Festivalzentrum des steirischen herbst 2013

©: steirischer herbst

Festivalzentrum des steirischen herbst 2013 im Ex-Zollamt, Graz

©: steirischer herbst

Das regionale Superfestival ist vorbei, seine Bilanz – 108 Projekte, über 90 % Auslastung bei den szenischen Produktionen – beeindruckend. Und wie war er sonst so, der "herbst 13"? Man müsste schon verrückt sein, eine andere als subjektive Wertung abzugeben. Nicht einmal die Intendantin Kaup-Hasler dürfte bei allen der 251 Veranstaltungen dieses dichten, unterschiedliche Themen und Zielgruppen verknüpfenden Festivals unter dem Motto "Liaisons dangereuses" dabei gewesen sein.

Ähnlich wie dieser leicht verspätete Text hat der "steirische herbst"  ein Timingproblem. Die meisten szenischen Veranstaltungen finden nur dreimal statt. Ob etwas großartig, mittelprächtig oder schlimmer ist, weiß der Besucher erst post festum. Verschärft wird das Problem dadurch, dass die Akteure einem größeren Publikum praktisch unbekannt sind. Dafür existiert allerdings dieser Raster: Große Produktionen laufen in der List-Halle, mittleres, dafür technisch Anspruchsvolles, gastiert im Dom im Berg, im Next Liberty, in der KUG oder im Orpheum und der Rest findet im Heimatsaal oder sonst wo statt.

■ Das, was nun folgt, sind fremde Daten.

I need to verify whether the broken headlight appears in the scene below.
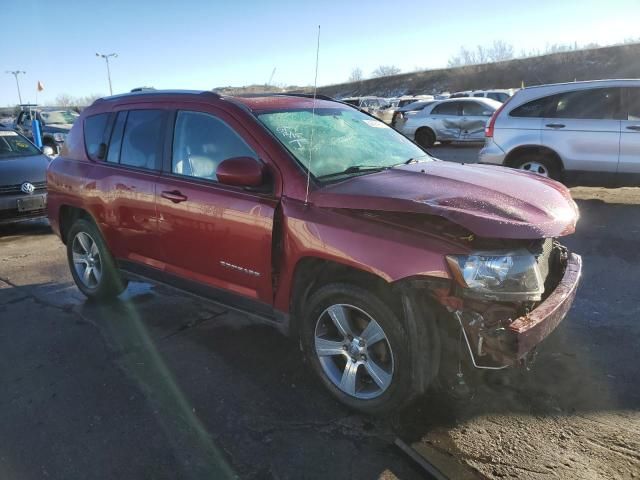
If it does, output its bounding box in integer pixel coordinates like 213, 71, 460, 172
447, 250, 544, 301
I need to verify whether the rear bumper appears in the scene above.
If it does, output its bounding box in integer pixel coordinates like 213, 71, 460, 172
478, 140, 507, 165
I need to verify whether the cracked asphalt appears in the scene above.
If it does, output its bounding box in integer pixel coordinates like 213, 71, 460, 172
0, 147, 640, 479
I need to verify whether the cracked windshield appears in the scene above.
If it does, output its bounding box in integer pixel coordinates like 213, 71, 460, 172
0, 0, 640, 480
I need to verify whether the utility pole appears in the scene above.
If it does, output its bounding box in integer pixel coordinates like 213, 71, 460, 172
96, 53, 118, 95
6, 70, 27, 105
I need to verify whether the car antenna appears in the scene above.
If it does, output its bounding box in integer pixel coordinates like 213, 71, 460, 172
304, 25, 320, 206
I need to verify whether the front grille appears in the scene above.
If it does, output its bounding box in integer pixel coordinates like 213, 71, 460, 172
0, 208, 47, 222
533, 238, 553, 282
0, 182, 47, 195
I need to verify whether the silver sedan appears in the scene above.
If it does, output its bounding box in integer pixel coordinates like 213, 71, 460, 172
396, 98, 502, 147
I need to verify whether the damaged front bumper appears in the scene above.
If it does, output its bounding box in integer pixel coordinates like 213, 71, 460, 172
453, 253, 582, 370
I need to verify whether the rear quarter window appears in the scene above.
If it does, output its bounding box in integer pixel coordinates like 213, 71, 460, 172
84, 113, 109, 160
509, 97, 552, 118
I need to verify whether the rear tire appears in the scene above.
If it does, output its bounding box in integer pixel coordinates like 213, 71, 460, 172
67, 218, 128, 300
512, 154, 560, 180
416, 128, 436, 148
300, 283, 417, 414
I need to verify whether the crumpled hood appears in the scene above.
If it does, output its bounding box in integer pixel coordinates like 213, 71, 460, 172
310, 161, 579, 239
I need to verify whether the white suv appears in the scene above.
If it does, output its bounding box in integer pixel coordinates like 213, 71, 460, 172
480, 80, 640, 184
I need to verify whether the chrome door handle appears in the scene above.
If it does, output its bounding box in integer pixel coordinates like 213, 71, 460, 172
160, 190, 187, 203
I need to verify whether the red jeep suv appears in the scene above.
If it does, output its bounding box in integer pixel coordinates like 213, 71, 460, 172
47, 91, 581, 413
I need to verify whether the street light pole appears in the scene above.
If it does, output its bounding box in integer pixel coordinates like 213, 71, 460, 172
96, 53, 118, 95
6, 70, 27, 104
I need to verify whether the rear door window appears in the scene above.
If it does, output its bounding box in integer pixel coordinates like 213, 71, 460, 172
431, 102, 460, 116
84, 113, 109, 160
549, 88, 620, 120
625, 87, 640, 122
120, 110, 165, 170
107, 112, 129, 163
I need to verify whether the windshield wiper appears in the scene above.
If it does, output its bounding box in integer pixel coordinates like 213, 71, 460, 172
318, 165, 391, 178
398, 155, 429, 165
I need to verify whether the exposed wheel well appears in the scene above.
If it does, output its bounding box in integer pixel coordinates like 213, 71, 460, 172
505, 145, 564, 172
290, 258, 400, 335
415, 126, 436, 140
58, 205, 93, 244
290, 258, 450, 392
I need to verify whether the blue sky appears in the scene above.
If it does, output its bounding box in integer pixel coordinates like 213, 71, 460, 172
0, 0, 640, 106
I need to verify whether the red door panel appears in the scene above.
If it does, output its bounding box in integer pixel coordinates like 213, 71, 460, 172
156, 109, 278, 305
156, 176, 277, 304
94, 163, 160, 265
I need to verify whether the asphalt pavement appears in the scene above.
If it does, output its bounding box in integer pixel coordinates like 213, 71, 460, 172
0, 146, 640, 479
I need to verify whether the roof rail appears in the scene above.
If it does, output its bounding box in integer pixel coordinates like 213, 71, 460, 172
228, 92, 339, 102
94, 89, 222, 103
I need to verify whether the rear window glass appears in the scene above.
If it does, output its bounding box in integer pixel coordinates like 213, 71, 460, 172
107, 112, 128, 163
84, 113, 109, 160
549, 88, 620, 120
120, 110, 164, 170
626, 88, 640, 122
0, 130, 40, 158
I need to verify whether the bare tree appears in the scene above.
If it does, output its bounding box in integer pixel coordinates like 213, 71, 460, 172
371, 65, 401, 78
349, 67, 364, 82
488, 40, 513, 62
447, 40, 513, 67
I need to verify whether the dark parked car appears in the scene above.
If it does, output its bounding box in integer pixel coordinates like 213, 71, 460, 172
0, 126, 49, 223
47, 91, 581, 413
14, 109, 79, 153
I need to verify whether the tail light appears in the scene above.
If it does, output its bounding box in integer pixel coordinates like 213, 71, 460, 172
484, 97, 513, 138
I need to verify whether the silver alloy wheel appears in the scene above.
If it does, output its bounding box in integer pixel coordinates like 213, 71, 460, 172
71, 232, 102, 288
520, 162, 549, 177
315, 304, 394, 400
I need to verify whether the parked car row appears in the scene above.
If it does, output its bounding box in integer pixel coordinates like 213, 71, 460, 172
13, 105, 79, 154
479, 80, 640, 185
0, 126, 50, 224
394, 98, 502, 147
341, 89, 515, 127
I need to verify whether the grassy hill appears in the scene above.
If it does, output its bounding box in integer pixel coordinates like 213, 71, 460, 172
318, 43, 640, 98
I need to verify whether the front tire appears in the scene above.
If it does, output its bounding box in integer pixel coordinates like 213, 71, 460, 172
301, 283, 417, 414
67, 219, 128, 300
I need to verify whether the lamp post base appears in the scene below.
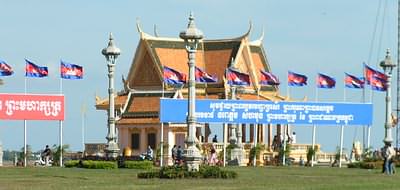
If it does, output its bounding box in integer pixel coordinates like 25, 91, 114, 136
106, 142, 119, 159
183, 145, 201, 172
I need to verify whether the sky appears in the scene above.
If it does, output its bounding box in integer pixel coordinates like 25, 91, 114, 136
0, 0, 397, 154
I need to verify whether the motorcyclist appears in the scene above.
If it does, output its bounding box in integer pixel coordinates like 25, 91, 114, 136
146, 145, 153, 160
42, 145, 51, 165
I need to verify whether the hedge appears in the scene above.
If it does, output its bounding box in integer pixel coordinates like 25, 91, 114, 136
122, 160, 153, 170
137, 166, 237, 179
64, 160, 79, 168
82, 160, 118, 169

Zusätzlich zum Reigen der üblichen Ausstellungsmacher war die herbsteigene Ausstellung "Liquid Asset" im Ex-Zollamt eine Bereicherung. Sie ist noch bis 1. Dezember zu sehen und zeigt u.a. eine Menge brauchbarer Videos zum Thema. Für Architekten besonders sehenswert: "In Light of the Arc" von Zachary Formwalt, (mit)produziert vom steirischen herbst. In perfekt kardierten Bildern, unterlegt von einem schnörkellosen Text, zeigt Formwalt den Bau einer von Rem Kolhaas und OMA konzipierten Börse in China und entwickelt dabei eine marxistische Analyse des Kapitalismus. Große Teile dieser von Luigi Fassi und Katerina Gregos kuratierten Ausstellung landen später auf der Athener Biennale. Deren Besucher werden durch die dort befindlichen Exponate auf den steirischen herbst verwiesen. Ob das touristische Folgen haben wird, darf bei der momentanen Lage in Griechenland allerdings bezweifelt werden.

Existenzieller Zirkus
Bestimmend für die Wahrnehmung des Festivals sind die "großen Aufführungen" zur Eröffnung. Und "H, an Incident" in der List-Halle nach Texten von Daniil Charms in der Inszenierung von "A Two Dogs Company/Kris Verdonck“ war tatsächlich eine Sensation. Niemals hat man eine Putzfrau herzzerreißender und abgrundtiefer brüllen gehört, nie waren die Prügeleien trauriger, nie klangen die Chöre süßer, nie waren die Ungeschicklichkeiten der Akrobaten kunstvoller. Kris Verdonck gelang es, die während des stalinistischen Terrors entstandenen, knappen Texte Charms ohne Verlust ihrer Intensität in eine große Form zu transportieren; vielleicht gerade deswegen, weil er sich weit vom schmerzhaften Minimalismus Charms entfernte, der, 1942 zwangseingewiesen in ein Irrenhaus, verhungerte. Es spricht für die Imagination und Virtuosität des Ensembles, dass es sogar den Einsatz der musikalischen Roboter,  den Pomp der Technik vergessen machte.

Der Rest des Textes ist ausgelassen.